# Self Defense Ammo for 4" Ruger Security Six?



## 147 Grain (Feb 18, 2005)

Would like to go with the majority's opinion of what is the best self defense (SD) ammo out there for a Ruger Security Six with 4" barrel in 357 Mag? Pistol is used for SD inside the home (mainly by my wife and 18-year old son) and there's also a G-17 9mm in another location and a shotgun.

Wife enjoys shooting 38's at the range and can easily handle 158-gr. +P SWCHP's at 890 fps. Thinking of having her tryout 125-gr. HP's in 357.
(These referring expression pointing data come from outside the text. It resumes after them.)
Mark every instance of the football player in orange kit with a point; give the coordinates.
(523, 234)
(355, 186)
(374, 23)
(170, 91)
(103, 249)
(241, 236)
Please provide advice on any ammo available, even though we have the following ammo in stock:

* Federal 38 Special 158-gr. +P SWCHP's at 890 fps.
* Winchester 145-gr. Silvertips
* Hornady 357 Mag. 125-gr. XTP's.
* Speer 357 Mag. 125-gr. Gold Dots

Everyone's opinion counts! Thank-you in advance of your replies.


----------



## Bore.224 (Mar 23, 2005)

whatever she feels comfortable shooting go with it , but due to muzzel flash etc etc most say stay away from .357 loads for home defence. I would personaly go for what I think I herd refered to as the FBI load. lead 158 gr semi wadcutter holow point +p 38 special. Sounds like thats what you got with the federals in 38.


----------